Additionally, since both NC and ETN can be made to precpitate as fine pulp, strands, or particles when dissolved (or gelatinized) in solvent, then
diluted with water, they could be made to co-precipitate in a relatively homogenous mixture that would be finely devided and porous, and more easily
able to incorporate petroleum jelly or mineral oil into it. (which are poorly soluble in acetone and more difficult to hmogenize; albeit I suppose
forming an emulsion of PJ/mineral oil in acetone would be another option)
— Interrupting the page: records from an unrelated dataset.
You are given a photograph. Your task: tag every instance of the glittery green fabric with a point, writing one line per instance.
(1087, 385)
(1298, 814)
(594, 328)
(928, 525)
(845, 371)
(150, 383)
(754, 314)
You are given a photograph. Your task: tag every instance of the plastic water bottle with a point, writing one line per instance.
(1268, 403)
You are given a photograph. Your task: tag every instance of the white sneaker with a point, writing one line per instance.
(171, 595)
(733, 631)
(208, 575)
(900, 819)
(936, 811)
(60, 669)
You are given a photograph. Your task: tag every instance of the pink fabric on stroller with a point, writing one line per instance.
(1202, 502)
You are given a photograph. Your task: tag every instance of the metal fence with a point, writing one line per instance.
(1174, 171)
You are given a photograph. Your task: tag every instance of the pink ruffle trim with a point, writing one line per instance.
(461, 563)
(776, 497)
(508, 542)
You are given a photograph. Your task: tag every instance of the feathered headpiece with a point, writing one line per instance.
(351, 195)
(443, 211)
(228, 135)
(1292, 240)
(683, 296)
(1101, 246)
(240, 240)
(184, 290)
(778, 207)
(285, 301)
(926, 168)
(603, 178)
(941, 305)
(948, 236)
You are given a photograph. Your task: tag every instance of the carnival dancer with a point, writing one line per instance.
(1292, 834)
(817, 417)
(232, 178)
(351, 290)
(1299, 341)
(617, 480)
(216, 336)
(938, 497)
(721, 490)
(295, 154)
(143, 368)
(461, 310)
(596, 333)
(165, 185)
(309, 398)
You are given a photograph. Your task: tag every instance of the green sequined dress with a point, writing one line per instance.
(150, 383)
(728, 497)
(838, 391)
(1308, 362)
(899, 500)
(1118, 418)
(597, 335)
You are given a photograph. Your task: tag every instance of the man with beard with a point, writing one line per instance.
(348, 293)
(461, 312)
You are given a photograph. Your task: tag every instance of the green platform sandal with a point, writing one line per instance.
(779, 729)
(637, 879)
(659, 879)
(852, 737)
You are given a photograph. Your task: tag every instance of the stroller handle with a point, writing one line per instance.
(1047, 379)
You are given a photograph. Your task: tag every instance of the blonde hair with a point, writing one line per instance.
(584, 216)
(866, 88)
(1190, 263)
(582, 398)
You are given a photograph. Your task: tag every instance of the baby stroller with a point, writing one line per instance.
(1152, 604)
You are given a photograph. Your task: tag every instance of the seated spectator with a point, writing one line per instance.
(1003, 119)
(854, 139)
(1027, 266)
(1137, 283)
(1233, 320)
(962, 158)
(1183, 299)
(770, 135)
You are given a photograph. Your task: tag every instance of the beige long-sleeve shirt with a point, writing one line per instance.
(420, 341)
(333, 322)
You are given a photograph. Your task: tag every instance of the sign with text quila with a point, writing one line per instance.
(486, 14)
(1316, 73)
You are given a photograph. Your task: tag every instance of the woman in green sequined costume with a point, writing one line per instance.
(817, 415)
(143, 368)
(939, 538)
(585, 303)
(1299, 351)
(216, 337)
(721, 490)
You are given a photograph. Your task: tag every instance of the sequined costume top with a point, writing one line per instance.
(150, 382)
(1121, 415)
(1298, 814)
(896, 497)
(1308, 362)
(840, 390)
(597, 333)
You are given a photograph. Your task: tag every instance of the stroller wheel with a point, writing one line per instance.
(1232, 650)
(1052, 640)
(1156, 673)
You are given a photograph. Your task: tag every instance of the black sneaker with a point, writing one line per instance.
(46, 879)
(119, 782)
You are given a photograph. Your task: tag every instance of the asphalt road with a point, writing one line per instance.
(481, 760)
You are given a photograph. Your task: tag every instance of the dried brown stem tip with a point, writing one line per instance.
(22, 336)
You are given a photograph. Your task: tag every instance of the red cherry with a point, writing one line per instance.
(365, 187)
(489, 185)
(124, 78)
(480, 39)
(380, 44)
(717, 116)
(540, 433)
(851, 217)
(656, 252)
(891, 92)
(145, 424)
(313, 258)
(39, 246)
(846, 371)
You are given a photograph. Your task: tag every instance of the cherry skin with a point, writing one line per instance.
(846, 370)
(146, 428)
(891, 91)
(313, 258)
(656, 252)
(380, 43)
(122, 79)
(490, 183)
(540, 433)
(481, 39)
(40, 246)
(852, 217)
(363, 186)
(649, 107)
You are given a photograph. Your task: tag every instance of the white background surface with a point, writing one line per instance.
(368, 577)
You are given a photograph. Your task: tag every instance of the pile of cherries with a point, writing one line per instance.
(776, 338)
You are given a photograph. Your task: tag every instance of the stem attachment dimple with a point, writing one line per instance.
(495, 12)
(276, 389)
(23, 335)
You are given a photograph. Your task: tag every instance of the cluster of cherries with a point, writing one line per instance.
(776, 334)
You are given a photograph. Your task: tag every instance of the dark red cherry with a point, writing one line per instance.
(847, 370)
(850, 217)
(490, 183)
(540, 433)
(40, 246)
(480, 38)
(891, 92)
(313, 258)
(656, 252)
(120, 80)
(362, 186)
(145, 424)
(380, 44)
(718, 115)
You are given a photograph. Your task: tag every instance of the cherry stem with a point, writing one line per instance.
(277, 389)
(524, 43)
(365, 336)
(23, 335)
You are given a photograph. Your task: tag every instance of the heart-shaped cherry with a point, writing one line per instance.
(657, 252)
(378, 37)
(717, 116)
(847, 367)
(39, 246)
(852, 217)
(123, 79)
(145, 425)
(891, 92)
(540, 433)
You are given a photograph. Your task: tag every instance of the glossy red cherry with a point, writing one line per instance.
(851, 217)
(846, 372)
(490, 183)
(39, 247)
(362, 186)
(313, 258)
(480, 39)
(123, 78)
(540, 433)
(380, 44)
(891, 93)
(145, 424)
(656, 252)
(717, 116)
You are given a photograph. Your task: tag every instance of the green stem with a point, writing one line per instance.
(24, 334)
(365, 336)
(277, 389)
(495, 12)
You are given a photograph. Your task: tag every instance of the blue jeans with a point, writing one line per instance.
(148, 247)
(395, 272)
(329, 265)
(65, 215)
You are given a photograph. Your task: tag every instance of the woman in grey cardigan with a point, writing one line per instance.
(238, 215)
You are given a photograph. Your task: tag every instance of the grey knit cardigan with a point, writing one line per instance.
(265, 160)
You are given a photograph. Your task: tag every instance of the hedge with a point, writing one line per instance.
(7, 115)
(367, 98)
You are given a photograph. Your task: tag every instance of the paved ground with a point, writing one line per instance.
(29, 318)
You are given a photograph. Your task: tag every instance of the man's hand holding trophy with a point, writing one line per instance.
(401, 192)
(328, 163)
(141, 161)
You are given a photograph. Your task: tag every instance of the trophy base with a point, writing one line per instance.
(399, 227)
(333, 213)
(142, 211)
There's also some historical compositions (developed and patented around the same time as Cordite and Ballistite in the 1880s/90s) that used castor
oil as a moderant/stabilizer in double-base compositions and possibly some single base ones. That would be much better soluble in acetone, but I'd be
a bit concerned over long term oxidative stability. (though normally stored in air-tight containers and even non-air-tight ammunition has low
permeability, so diffusion of oxygen into it would be quite slow)
One might also experiment with semi-smokeless powders incorporating potassium (or possibly sodium) nitrate into gellatinized NC, or similarly with
nitate+Charcoal mixture with a relatively high oxygen balance. (charcoal itself, including the phenolic/aromatic fraction of it, should have some
stabilizer and moderator effects on NC, while nitrates would increase the oxygen balance and make combustion properties somewhat closer to black
powder or black powder substitutes, or that of 1890s era semi-smokeless powders)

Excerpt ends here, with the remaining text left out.